Entonces eso significa que estoy muerto, ¡muerto, muerto!, por ello mi cuerpo no es el de siempre, tal es la razón de que no pueda hablar, de que avance pesadamente por la casa, torpe y descarnado, un alma en pena, un fantasma, ya no existo, no existo...

Mi sobrina está llorando de rodillas en el suelo frente a mi cuerpo exánime, ahora levanta la cabeza y mira en dirección a la puerta en donde yo estoy, o creo estar, con expresión acongojada, pero no me ve, no da señales de verme, su mirada sólo refleja dolor, pena, no terror...

Intento alargar la mano, intento hablar, un gemido brota de mi pecho, es el lamento de ultratumba, pero ella no me oye, ella no me ve, estoy del otro lado de la vida, en esa zona invisible donde los quejidos de los muertos no traspasan la barrera para llegar al mundo de los vivos...
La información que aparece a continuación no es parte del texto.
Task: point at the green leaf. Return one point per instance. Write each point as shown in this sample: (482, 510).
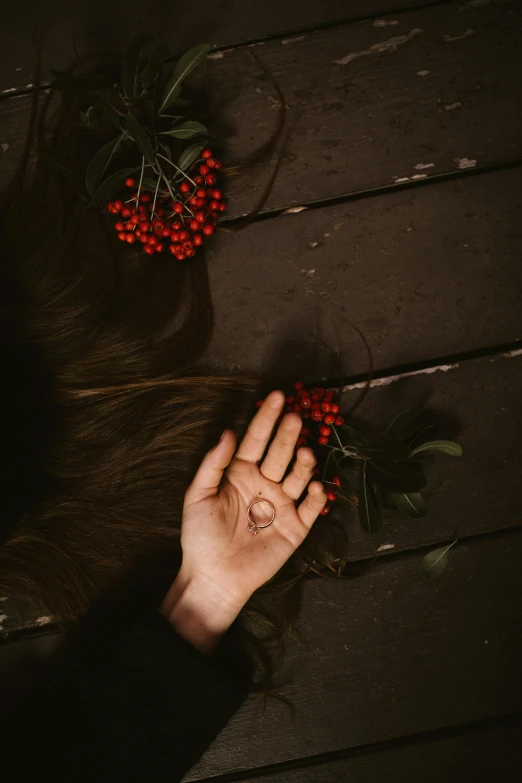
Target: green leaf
(446, 446)
(136, 132)
(369, 516)
(411, 504)
(188, 156)
(100, 102)
(110, 185)
(394, 476)
(186, 130)
(393, 450)
(184, 67)
(346, 485)
(434, 563)
(99, 163)
(153, 68)
(130, 64)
El cuerpo del anciano se derrumbó con estrépito sobre el suelo, y, en ese preciso instante, la figura yacente del sillón y la mujer que a sus pies se acurrucaba, cobraron movimiento, levantándose ágilmente, y corrieron en dirección al cuerpo caído. El hombre, de mediana edad, buscó el pulso de su tío y luego se inclinó para auscultarle, la mujer le miraba expectante hasta que su marido, alzando el rostro, le dijo con expresión de triunfo:

-¡Ya está!... ¡Reventó por fin el viejo trasto!... ¡Sabía yo que su corazón no lo iba a aguantar!
Y despojándose de la peluca y la bata casera, un par de minutos después, ahora de verdad, se dirigió al teléfono para llamar al médico.